この医学論文は、「出産後の授乳の有無による胸の外観の変化」を調査した最初の研究です。最も顕著な発見は、授乳した胸と授乳しない胸の両方の女性のほとんどが、自分の胸は、妊娠前と比較して異なったと報告されたことです。
さらに、授乳して育てた女性は、授乳していない女性に比べて、胸の大きな変化はそれほどなかったことです。本研究の限界の1つは、これらの結果が母親の主観的なレポートだけで評価している点です。
実際には、胸の外観の変化に対する概念は、各女性によって異なります。また、大きいブラのカップサイズが胸の大きさに関連していないこともあります。

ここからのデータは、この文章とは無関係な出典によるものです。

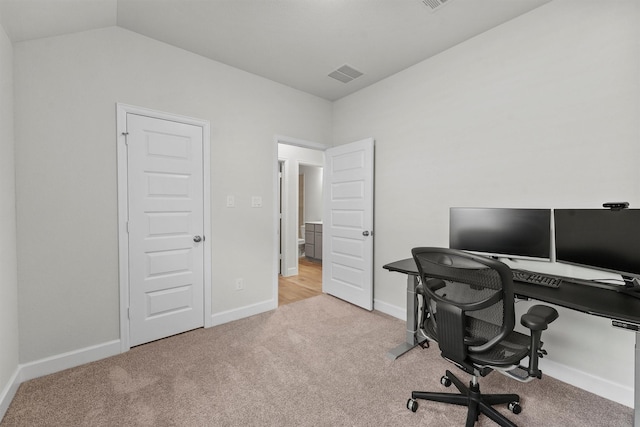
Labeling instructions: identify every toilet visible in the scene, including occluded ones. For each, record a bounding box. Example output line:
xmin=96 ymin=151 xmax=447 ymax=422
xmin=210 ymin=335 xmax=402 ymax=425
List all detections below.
xmin=298 ymin=225 xmax=304 ymax=257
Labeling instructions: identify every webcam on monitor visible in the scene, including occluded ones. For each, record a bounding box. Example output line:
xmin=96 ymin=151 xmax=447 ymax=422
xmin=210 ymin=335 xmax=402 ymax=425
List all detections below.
xmin=602 ymin=202 xmax=629 ymax=211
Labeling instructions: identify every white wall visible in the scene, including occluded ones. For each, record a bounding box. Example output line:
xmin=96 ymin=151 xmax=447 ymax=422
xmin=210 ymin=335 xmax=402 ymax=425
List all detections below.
xmin=300 ymin=165 xmax=324 ymax=224
xmin=278 ymin=141 xmax=324 ymax=276
xmin=0 ymin=15 xmax=18 ymax=419
xmin=334 ymin=0 xmax=640 ymax=405
xmin=14 ymin=27 xmax=331 ymax=363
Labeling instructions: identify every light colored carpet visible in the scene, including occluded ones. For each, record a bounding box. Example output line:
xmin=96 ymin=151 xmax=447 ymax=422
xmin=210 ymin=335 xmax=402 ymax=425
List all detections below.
xmin=0 ymin=295 xmax=632 ymax=427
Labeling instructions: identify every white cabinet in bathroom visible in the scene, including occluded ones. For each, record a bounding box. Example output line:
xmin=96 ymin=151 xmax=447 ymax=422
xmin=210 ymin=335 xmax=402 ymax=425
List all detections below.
xmin=304 ymin=222 xmax=322 ymax=260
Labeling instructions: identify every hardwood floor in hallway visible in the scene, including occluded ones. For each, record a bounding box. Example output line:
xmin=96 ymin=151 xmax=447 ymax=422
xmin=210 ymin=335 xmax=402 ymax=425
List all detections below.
xmin=278 ymin=257 xmax=322 ymax=305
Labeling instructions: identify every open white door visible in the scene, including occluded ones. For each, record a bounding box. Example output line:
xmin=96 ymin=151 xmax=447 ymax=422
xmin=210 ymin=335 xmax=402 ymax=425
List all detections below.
xmin=322 ymin=138 xmax=373 ymax=310
xmin=127 ymin=114 xmax=204 ymax=346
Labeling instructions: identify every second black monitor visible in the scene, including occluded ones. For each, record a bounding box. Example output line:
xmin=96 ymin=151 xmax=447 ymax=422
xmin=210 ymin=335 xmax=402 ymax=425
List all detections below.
xmin=449 ymin=207 xmax=551 ymax=261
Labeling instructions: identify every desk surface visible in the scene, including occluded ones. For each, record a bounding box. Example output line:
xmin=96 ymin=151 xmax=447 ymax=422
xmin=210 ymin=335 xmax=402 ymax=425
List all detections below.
xmin=382 ymin=258 xmax=640 ymax=324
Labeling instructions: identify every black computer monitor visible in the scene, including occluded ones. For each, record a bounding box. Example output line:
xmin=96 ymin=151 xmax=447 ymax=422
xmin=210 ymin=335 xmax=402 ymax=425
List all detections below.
xmin=449 ymin=207 xmax=551 ymax=261
xmin=554 ymin=209 xmax=640 ymax=279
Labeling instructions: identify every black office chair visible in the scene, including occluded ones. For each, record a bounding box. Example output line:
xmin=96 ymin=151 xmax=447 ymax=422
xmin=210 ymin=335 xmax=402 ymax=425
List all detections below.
xmin=407 ymin=248 xmax=558 ymax=427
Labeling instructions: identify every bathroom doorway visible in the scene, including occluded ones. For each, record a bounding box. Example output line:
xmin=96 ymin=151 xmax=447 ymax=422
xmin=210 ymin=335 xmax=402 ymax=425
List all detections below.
xmin=276 ymin=139 xmax=326 ymax=305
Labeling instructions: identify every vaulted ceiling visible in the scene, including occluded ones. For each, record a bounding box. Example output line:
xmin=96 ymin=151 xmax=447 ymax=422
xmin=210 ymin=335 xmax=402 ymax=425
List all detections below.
xmin=0 ymin=0 xmax=550 ymax=100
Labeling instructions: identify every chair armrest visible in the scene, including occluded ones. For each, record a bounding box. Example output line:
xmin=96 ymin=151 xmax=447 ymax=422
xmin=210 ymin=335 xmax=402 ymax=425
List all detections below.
xmin=520 ymin=305 xmax=558 ymax=331
xmin=520 ymin=305 xmax=558 ymax=378
xmin=416 ymin=279 xmax=446 ymax=296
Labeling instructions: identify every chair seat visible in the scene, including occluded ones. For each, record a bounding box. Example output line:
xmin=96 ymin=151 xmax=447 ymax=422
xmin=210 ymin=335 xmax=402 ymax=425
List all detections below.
xmin=467 ymin=331 xmax=531 ymax=366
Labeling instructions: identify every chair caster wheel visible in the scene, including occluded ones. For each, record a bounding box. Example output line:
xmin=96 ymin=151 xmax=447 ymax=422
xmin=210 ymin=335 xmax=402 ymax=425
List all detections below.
xmin=440 ymin=375 xmax=451 ymax=387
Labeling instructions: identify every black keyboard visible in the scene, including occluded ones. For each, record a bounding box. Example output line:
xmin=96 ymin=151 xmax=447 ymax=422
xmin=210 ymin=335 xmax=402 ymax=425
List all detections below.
xmin=511 ymin=270 xmax=562 ymax=288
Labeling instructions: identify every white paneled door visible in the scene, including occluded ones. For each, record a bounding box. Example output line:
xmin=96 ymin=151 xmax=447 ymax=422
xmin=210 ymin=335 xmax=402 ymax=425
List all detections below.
xmin=322 ymin=138 xmax=373 ymax=310
xmin=126 ymin=113 xmax=205 ymax=346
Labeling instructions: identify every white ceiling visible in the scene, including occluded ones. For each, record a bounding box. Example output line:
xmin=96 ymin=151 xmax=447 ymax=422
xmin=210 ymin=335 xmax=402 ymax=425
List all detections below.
xmin=0 ymin=0 xmax=550 ymax=100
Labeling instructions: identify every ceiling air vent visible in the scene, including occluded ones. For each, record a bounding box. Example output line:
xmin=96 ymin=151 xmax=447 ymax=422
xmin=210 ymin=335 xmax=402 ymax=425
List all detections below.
xmin=329 ymin=65 xmax=362 ymax=83
xmin=420 ymin=0 xmax=453 ymax=12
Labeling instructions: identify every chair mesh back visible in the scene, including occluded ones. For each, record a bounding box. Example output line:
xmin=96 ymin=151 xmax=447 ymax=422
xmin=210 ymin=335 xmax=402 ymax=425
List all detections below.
xmin=413 ymin=248 xmax=515 ymax=363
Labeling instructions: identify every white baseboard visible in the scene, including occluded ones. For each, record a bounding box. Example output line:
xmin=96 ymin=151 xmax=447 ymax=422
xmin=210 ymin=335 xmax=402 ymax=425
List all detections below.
xmin=211 ymin=300 xmax=278 ymax=326
xmin=373 ymin=299 xmax=407 ymax=321
xmin=0 ymin=310 xmax=640 ymax=420
xmin=0 ymin=366 xmax=20 ymax=421
xmin=540 ymin=357 xmax=640 ymax=408
xmin=18 ymin=339 xmax=121 ymax=382
xmin=0 ymin=340 xmax=121 ymax=420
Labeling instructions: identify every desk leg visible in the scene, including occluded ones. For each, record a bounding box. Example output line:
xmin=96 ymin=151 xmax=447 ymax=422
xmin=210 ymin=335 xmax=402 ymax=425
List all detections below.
xmin=387 ymin=274 xmax=426 ymax=360
xmin=633 ymin=332 xmax=640 ymax=427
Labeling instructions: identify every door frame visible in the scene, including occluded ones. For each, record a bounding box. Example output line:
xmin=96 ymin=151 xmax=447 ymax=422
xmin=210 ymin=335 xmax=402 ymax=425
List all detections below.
xmin=116 ymin=103 xmax=213 ymax=353
xmin=272 ymin=135 xmax=329 ymax=309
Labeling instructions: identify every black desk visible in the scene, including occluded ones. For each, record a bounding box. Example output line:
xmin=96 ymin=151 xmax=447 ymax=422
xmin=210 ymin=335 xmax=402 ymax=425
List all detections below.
xmin=382 ymin=258 xmax=640 ymax=427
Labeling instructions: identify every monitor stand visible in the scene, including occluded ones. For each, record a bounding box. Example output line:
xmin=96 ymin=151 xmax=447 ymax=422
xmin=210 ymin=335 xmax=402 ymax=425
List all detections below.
xmin=618 ymin=276 xmax=640 ymax=298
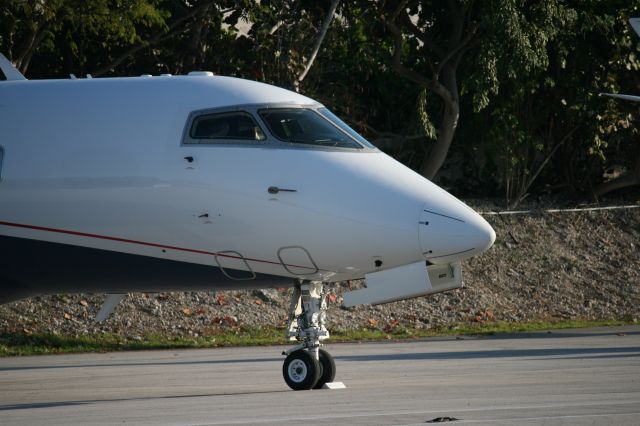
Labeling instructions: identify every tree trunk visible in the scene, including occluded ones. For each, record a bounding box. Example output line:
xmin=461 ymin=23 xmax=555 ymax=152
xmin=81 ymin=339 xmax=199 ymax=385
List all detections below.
xmin=293 ymin=0 xmax=340 ymax=92
xmin=420 ymin=95 xmax=460 ymax=180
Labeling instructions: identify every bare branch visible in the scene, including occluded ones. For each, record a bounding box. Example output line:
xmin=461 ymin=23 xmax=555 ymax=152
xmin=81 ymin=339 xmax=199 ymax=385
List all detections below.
xmin=91 ymin=1 xmax=215 ymax=77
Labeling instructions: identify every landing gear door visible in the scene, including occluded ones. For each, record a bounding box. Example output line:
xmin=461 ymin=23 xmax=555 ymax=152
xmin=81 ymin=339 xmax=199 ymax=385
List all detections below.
xmin=344 ymin=262 xmax=462 ymax=307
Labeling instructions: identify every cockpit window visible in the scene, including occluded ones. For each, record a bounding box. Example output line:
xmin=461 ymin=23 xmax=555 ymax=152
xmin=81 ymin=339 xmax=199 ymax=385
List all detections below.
xmin=259 ymin=108 xmax=362 ymax=149
xmin=186 ymin=111 xmax=266 ymax=144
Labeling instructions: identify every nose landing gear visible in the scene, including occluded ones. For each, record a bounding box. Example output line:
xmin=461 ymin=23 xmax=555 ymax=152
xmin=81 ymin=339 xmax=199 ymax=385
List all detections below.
xmin=282 ymin=281 xmax=336 ymax=390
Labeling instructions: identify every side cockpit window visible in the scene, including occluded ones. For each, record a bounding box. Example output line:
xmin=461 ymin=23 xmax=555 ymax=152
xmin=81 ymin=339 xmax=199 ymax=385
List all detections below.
xmin=184 ymin=111 xmax=266 ymax=144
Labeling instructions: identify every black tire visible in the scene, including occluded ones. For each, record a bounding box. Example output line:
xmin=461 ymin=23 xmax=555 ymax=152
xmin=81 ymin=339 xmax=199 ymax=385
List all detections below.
xmin=282 ymin=349 xmax=321 ymax=390
xmin=313 ymin=349 xmax=336 ymax=389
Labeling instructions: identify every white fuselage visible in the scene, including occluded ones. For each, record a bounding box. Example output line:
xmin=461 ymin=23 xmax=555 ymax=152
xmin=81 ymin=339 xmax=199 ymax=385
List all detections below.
xmin=0 ymin=76 xmax=495 ymax=300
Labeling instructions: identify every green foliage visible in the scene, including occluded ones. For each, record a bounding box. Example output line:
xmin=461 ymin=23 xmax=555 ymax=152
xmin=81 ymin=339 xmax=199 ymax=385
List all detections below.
xmin=0 ymin=319 xmax=634 ymax=358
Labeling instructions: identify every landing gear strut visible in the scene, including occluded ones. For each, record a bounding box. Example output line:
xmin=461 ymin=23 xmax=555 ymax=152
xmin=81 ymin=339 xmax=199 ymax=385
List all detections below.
xmin=282 ymin=281 xmax=336 ymax=390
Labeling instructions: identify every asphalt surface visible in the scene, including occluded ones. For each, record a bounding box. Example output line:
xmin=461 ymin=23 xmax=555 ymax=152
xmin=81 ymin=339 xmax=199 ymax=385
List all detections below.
xmin=0 ymin=326 xmax=640 ymax=425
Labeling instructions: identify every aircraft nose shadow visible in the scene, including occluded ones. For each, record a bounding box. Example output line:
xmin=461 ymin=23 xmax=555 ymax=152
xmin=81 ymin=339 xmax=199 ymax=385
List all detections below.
xmin=335 ymin=347 xmax=640 ymax=362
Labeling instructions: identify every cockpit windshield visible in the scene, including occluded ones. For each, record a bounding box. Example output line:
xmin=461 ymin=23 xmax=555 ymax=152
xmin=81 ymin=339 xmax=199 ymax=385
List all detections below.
xmin=259 ymin=108 xmax=373 ymax=149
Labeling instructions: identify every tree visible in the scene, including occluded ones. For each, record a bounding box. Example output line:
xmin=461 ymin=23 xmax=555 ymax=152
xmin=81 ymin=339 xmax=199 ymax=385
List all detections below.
xmin=381 ymin=0 xmax=479 ymax=179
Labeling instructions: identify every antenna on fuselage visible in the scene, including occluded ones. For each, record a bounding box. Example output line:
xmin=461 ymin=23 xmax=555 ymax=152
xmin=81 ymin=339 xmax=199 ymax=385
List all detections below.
xmin=0 ymin=53 xmax=27 ymax=80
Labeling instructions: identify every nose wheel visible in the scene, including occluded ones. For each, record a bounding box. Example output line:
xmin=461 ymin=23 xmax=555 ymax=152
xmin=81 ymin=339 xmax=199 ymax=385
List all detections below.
xmin=282 ymin=282 xmax=336 ymax=390
xmin=282 ymin=349 xmax=336 ymax=390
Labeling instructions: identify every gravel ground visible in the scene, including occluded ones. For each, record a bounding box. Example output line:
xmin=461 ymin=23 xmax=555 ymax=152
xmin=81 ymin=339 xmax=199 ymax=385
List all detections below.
xmin=0 ymin=202 xmax=640 ymax=339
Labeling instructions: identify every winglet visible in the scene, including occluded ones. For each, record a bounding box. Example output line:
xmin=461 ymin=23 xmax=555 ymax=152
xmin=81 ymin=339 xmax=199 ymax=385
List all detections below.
xmin=0 ymin=53 xmax=26 ymax=80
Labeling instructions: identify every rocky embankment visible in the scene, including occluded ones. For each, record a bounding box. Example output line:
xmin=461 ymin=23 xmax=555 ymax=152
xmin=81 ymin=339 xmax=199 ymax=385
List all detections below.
xmin=0 ymin=203 xmax=640 ymax=339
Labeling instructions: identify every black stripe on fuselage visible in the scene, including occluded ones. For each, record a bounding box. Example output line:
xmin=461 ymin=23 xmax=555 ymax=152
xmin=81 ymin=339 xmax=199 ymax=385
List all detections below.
xmin=0 ymin=236 xmax=293 ymax=303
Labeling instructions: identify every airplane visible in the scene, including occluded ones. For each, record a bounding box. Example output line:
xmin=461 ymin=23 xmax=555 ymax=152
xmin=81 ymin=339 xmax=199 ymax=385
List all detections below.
xmin=600 ymin=18 xmax=640 ymax=102
xmin=0 ymin=55 xmax=495 ymax=390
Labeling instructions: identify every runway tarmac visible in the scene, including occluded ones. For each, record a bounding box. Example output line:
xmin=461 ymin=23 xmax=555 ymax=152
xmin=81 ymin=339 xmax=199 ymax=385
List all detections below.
xmin=0 ymin=326 xmax=640 ymax=425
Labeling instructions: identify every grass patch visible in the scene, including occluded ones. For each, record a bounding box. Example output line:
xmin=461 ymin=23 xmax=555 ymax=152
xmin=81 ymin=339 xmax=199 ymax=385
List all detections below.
xmin=0 ymin=320 xmax=635 ymax=357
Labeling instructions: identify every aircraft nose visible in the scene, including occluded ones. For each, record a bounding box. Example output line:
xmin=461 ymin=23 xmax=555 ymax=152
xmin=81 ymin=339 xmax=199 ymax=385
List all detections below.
xmin=420 ymin=199 xmax=496 ymax=264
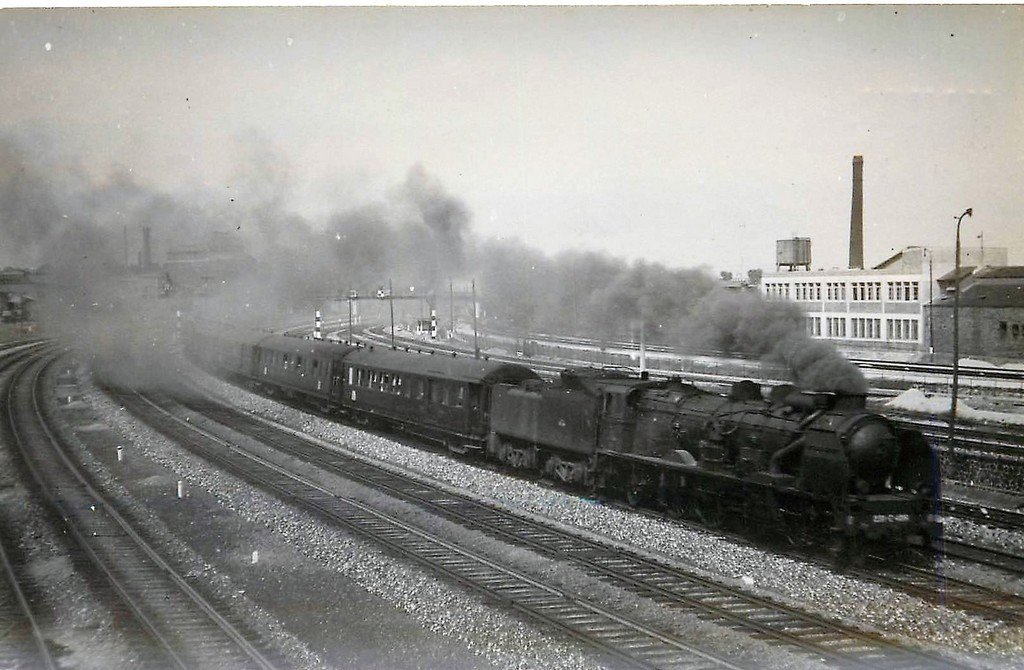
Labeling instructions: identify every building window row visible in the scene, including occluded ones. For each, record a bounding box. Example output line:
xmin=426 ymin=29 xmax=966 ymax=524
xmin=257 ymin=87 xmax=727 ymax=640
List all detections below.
xmin=850 ymin=282 xmax=882 ymax=302
xmin=886 ymin=282 xmax=921 ymax=302
xmin=850 ymin=318 xmax=882 ymax=340
xmin=999 ymin=321 xmax=1024 ymax=339
xmin=886 ymin=319 xmax=920 ymax=342
xmin=825 ymin=317 xmax=846 ymax=337
xmin=765 ymin=282 xmax=921 ymax=302
xmin=793 ymin=282 xmax=821 ymax=300
xmin=825 ymin=282 xmax=846 ymax=301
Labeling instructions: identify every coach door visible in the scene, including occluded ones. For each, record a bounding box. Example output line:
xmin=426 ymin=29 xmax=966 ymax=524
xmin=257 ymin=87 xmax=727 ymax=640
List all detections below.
xmin=598 ymin=388 xmax=636 ymax=452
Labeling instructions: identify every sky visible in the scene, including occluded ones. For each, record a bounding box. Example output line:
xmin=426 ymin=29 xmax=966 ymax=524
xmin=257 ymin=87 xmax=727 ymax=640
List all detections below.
xmin=0 ymin=5 xmax=1024 ymax=273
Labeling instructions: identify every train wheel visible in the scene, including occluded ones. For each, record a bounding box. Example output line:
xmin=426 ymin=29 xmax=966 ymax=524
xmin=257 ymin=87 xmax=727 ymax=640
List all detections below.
xmin=828 ymin=534 xmax=852 ymax=572
xmin=694 ymin=494 xmax=723 ymax=529
xmin=626 ymin=470 xmax=647 ymax=507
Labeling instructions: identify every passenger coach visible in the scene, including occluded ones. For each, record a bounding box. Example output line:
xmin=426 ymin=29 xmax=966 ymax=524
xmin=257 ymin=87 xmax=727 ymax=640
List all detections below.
xmin=342 ymin=347 xmax=539 ymax=453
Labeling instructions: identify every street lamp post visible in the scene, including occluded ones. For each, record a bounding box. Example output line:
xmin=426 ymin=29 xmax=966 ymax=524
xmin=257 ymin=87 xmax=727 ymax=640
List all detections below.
xmin=949 ymin=207 xmax=974 ymax=459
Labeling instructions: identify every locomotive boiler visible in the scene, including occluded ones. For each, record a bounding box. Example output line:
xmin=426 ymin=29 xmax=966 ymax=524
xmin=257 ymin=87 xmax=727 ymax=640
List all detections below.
xmin=188 ymin=329 xmax=938 ymax=562
xmin=487 ymin=369 xmax=937 ymax=561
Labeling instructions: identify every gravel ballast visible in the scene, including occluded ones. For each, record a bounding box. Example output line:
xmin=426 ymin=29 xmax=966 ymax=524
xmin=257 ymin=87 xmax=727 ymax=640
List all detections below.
xmin=72 ymin=372 xmax=596 ymax=669
xmin=178 ymin=360 xmax=1024 ymax=667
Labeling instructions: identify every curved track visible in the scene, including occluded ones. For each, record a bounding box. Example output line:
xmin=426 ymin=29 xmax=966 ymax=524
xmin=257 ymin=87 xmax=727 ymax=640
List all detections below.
xmin=115 ymin=391 xmax=739 ymax=669
xmin=0 ymin=346 xmax=57 ymax=670
xmin=120 ymin=383 xmax=966 ymax=668
xmin=4 ymin=358 xmax=275 ymax=670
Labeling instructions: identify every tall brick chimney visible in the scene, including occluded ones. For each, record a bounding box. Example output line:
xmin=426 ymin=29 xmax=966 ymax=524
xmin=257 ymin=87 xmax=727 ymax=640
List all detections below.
xmin=139 ymin=225 xmax=153 ymax=273
xmin=850 ymin=156 xmax=864 ymax=269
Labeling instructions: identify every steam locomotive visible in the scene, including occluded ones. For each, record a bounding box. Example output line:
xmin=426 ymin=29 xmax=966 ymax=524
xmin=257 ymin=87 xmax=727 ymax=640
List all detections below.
xmin=187 ymin=329 xmax=938 ymax=563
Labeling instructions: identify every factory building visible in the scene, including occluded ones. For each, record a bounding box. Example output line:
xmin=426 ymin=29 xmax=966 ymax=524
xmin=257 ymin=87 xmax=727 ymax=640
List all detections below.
xmin=931 ymin=265 xmax=1024 ymax=361
xmin=761 ymin=240 xmax=1007 ymax=352
xmin=761 ymin=156 xmax=1011 ymax=354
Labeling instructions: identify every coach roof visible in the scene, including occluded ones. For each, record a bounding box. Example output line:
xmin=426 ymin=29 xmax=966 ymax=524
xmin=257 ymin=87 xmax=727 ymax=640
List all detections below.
xmin=345 ymin=347 xmax=538 ymax=383
xmin=257 ymin=335 xmax=355 ymax=358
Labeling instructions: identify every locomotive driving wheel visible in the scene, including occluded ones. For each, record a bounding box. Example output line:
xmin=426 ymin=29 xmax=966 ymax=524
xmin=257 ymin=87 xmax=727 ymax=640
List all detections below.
xmin=694 ymin=489 xmax=725 ymax=529
xmin=626 ymin=468 xmax=648 ymax=507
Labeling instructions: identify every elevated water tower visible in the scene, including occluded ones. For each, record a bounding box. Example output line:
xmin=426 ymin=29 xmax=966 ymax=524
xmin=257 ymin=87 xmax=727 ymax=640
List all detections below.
xmin=775 ymin=238 xmax=811 ymax=273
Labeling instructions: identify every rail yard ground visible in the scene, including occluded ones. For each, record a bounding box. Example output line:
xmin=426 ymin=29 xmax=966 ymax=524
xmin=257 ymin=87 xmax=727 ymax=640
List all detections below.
xmin=3 ymin=338 xmax=1024 ymax=669
xmin=25 ymin=354 xmax=1024 ymax=668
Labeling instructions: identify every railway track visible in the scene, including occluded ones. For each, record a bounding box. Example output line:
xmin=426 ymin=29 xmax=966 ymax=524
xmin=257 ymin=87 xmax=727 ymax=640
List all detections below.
xmin=0 ymin=346 xmax=57 ymax=670
xmin=942 ymin=498 xmax=1024 ymax=531
xmin=3 ymin=355 xmax=280 ymax=670
xmin=123 ymin=385 xmax=962 ymax=668
xmin=112 ymin=383 xmax=742 ymax=669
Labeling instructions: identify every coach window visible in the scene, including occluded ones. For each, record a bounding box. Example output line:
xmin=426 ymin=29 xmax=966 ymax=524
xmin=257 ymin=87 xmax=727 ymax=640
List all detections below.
xmin=429 ymin=379 xmax=444 ymax=405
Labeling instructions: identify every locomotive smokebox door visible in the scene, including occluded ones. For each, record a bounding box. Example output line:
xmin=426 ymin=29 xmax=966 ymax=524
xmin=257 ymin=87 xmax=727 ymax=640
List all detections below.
xmin=800 ymin=430 xmax=850 ymax=498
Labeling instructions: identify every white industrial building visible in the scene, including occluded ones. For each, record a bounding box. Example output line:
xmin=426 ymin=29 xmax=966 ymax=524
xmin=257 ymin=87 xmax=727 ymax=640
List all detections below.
xmin=761 ymin=240 xmax=1007 ymax=351
xmin=761 ymin=156 xmax=1007 ymax=351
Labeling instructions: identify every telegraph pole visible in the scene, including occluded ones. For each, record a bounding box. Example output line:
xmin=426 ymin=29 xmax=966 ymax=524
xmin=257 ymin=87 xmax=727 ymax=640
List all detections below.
xmin=387 ymin=278 xmax=395 ymax=349
xmin=472 ymin=279 xmax=480 ymax=359
xmin=949 ymin=207 xmax=974 ymax=461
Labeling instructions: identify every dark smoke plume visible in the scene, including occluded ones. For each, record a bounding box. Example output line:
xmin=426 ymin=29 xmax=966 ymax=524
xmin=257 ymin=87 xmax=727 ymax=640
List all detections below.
xmin=476 ymin=241 xmax=715 ymax=344
xmin=687 ymin=291 xmax=867 ymax=393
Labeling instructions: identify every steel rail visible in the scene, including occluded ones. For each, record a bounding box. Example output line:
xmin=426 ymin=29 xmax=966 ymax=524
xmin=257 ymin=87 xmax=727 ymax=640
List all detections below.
xmin=0 ymin=347 xmax=58 ymax=670
xmin=8 ymin=357 xmax=276 ymax=670
xmin=165 ymin=389 xmax=958 ymax=668
xmin=117 ymin=391 xmax=739 ymax=668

出産後に太ったため、胸囲の増加したために、快適さを求めるために大きいブラを装着するひともいます。胸の変化に対する心配は、胸のサイズと形状を客観的評価されていませんが、女性が胸の外観の変化の認識を受け入れる結果で評価されています。
妊娠中には、乳腺組織に大きな変化が起こります。その結果、授乳期間にもよるのでしょうが、胸の外観に変化を来します。この論文では、出産回数は述べられていませんが、出産回数が増えれば、少なからず変化は大きいものなるでしょう。
また、この胸が変化してしまったという思いは、妊娠後、授乳していない女性に対しても長い期間続くとされます。
胸の外観の変化は、出産後によく見られ、妊娠との関連性はあるものの、授乳の有無は、胸が変化する点ではあまり影響がないという結果でした。
・ポイント
出産後の乳房の変化はあるものの、授乳の有無ではそれほどの変化はない
Breastfeeding and perceived changes in the appearance of the breasts: a retrospective study.
Acta Paediatr. 2004 Oct;93(10):1346-8.